Question about renaming columns


is there a way to bind a specific column to a function regardless of the number of columns added in a changing dataset?

I want to rename “column 1” but in the updated dataset it always shifts to the column “set 3”. I assume it sets the column position as absolute (Table column 3).

Sample Dataset 1:

dataset 1

Key set 1 set 2 column 1 column 2
100 1 a x x
101 2 b x x
102 3 c x x

dataset 1 - updated

Key set 1 set 2 set 3 column 1 column 2 column 3
100 1 a 10 x x y
101 2 b 11 x x y
102 3 c 12 x x y
103 4 d 13 x x y

Thanks in advance!

internal EDT doesn’t handle column names, it uses just column numbers.

In case you have changing or changing order of columns in input files, create a help file (csv or Excel) which just includes the headers. The first thing you should do before any other action merge the file with the headers (on top of the data file) with the data file using the Stack transaction (align on “Header name”). This will bring the columns every time in an identical order and the following actions should work correctly.

Have a look to the following conversation, too:


Hi @borntobedae,

If the column that you want to change in the changing dataset will have the same column name regardless of the position, then you can follow these steps.

Create your column headers the way you like to have as example,
Key,set 1,set 2,column 1,column2,column3

Now have that paste from clipboard or create a csv file, which ever you prefer and use Stack transform to have these column set.

Now add the data set file and attach it to Stack transform and do all your transforms after the stack.

Here is an example.

Now simply change the dataset file with other which could have more columns or the position of column 1 could be anywhere in the dataset.


Even if you remove the link from the dataset file to the stack, your transformation that are done on the columns that you have set, will stay intact and any new columns will get added at the end, you then simply rearrange them as you need by using other transforms like Reorder Cols.

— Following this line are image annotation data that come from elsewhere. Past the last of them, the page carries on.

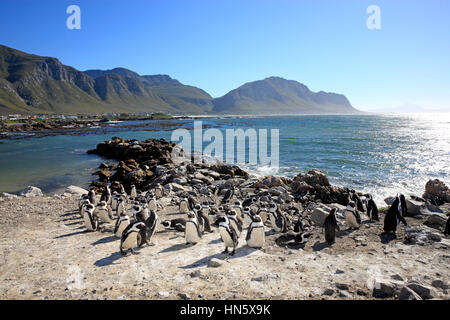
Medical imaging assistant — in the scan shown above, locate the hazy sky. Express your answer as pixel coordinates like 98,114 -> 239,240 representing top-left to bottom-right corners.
0,0 -> 450,110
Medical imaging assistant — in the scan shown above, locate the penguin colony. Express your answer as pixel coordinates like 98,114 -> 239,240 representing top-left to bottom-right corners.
79,180 -> 442,255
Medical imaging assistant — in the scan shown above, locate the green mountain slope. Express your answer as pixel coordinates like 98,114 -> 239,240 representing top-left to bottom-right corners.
0,45 -> 358,114
213,77 -> 358,114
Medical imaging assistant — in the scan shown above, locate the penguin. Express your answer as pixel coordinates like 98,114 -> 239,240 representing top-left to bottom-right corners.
323,208 -> 340,246
100,185 -> 112,205
83,203 -> 100,231
142,210 -> 158,246
399,194 -> 408,217
344,201 -> 361,229
130,184 -> 137,199
88,188 -> 97,206
184,211 -> 202,244
366,195 -> 380,221
222,186 -> 234,203
161,218 -> 186,232
269,202 -> 288,233
131,205 -> 149,222
245,215 -> 265,248
226,210 -> 243,237
120,222 -> 146,256
97,201 -> 114,223
217,216 -> 239,256
444,217 -> 450,236
114,212 -> 130,238
180,197 -> 189,213
383,195 -> 408,234
147,192 -> 158,212
349,190 -> 365,212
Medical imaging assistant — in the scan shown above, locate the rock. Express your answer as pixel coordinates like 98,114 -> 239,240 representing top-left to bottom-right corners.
406,281 -> 434,299
64,186 -> 88,197
178,293 -> 191,300
431,279 -> 449,290
422,179 -> 450,205
310,208 -> 328,227
423,213 -> 448,231
334,282 -> 349,290
322,288 -> 334,296
405,226 -> 441,245
208,258 -> 224,268
20,186 -> 44,198
398,287 -> 422,300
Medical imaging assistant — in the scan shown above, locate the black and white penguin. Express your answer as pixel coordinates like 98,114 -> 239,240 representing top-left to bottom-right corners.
184,211 -> 202,244
131,204 -> 149,222
226,210 -> 243,237
399,194 -> 408,217
444,217 -> 450,236
161,218 -> 186,232
269,202 -> 288,233
217,216 -> 239,256
114,211 -> 130,238
139,210 -> 159,246
130,184 -> 137,200
100,185 -> 112,206
366,195 -> 380,221
323,208 -> 340,246
222,186 -> 234,203
349,190 -> 365,212
245,214 -> 265,248
180,197 -> 189,213
384,195 -> 408,234
344,201 -> 361,229
88,188 -> 97,206
97,201 -> 114,223
83,203 -> 100,231
120,222 -> 146,255
147,191 -> 158,212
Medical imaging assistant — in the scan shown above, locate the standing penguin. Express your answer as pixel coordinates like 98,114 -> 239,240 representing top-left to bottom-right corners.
97,201 -> 114,223
100,185 -> 112,205
444,217 -> 450,236
83,203 -> 100,231
143,210 -> 158,246
366,195 -> 380,221
217,216 -> 239,256
227,210 -> 243,237
269,202 -> 288,233
88,188 -> 97,206
120,222 -> 146,255
344,201 -> 361,229
114,211 -> 130,238
180,197 -> 189,213
323,208 -> 340,246
130,184 -> 137,200
245,214 -> 265,248
184,211 -> 202,244
384,195 -> 407,234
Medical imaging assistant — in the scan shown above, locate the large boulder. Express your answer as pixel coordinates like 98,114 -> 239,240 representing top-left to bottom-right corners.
20,186 -> 44,198
423,179 -> 450,205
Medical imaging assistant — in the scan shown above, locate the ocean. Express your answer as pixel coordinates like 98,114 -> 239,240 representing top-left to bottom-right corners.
0,113 -> 450,204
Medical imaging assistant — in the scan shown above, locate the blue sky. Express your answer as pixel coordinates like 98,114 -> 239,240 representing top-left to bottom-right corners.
0,0 -> 450,110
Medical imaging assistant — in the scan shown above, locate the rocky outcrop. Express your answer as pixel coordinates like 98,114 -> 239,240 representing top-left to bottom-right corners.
423,179 -> 450,205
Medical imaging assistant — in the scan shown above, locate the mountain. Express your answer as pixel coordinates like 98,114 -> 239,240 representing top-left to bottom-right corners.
0,45 -> 358,115
213,77 -> 359,114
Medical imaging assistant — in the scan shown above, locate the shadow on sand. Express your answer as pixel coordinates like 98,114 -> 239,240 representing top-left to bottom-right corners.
94,252 -> 123,267
180,246 -> 259,269
92,236 -> 120,246
380,232 -> 397,244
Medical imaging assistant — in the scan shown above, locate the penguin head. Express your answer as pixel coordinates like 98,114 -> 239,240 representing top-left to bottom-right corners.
251,214 -> 262,223
161,220 -> 172,228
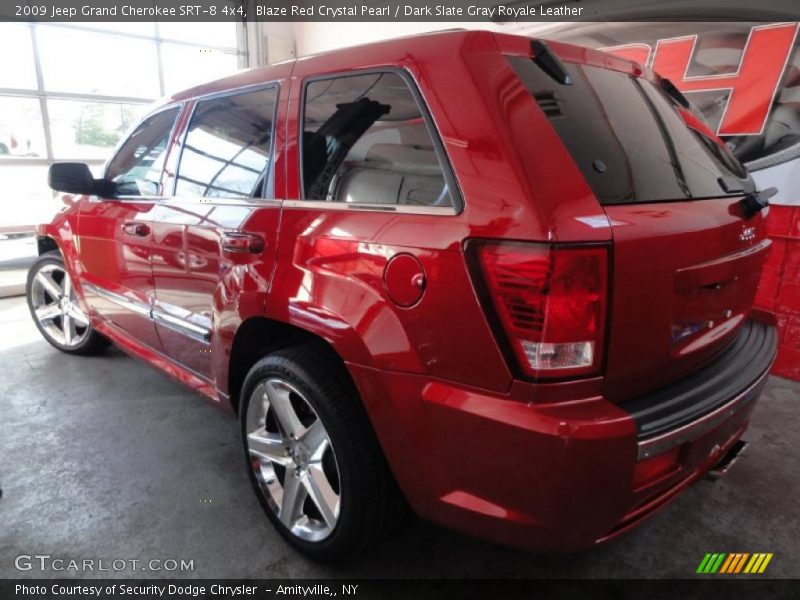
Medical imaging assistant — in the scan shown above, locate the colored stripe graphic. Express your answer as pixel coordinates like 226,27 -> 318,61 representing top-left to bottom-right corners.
719,554 -> 739,573
708,552 -> 773,575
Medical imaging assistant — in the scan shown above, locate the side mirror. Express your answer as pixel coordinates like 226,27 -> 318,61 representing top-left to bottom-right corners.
47,162 -> 109,195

Just keep this in mind, that any transform that you do on columns that are not in your header list will lose their settings in the transforms, when you change file or break the link and attach it again to the Stack transform. That is why I said, that make the column header first that you will have or need in your transformation.

Transform file.
RenamingColumns.transform (2.5 KB)
Dataset files.
dataset1.csv (90 Bytes)
dataset2.csv (152 Bytes)


As @Olaf and @Anonymous said, you can handle this with Stack. See also:

We have some idea to handle ‘schema drift’ better for v2.

1 Like

Problem seems to be, that there are spreaded columns, which means that there are additional columns created in the process, which lead to pushing the one in question to a different location.

Would it be feasible to have a feature, where i can select, whether EDT should reference to the internal number of the column or the column name, which would do the trick for @borntobedae i suppose?

And any news on v2? Can we expect it within 2023? I know, development is agile, but if it’s on the roadmap, i’d like to hear it:slight_smile:

That has its own issues.

We don’t announce release dates as a matter of policy.


Sry for my late answer, I just finished setting up everything for the renaming part. @Olaf, @Anonymous and @Admin thank you very much for the tips, the Stack transformation and the use of clipboard is working like a charm. You guys are the best!!!

@xeokydo Regarding the referencing for the internal number or column header, it would be an interesting and useful feature that changes and expands the use of EDT. The function could fully automate my process and there would be no need for manual changes.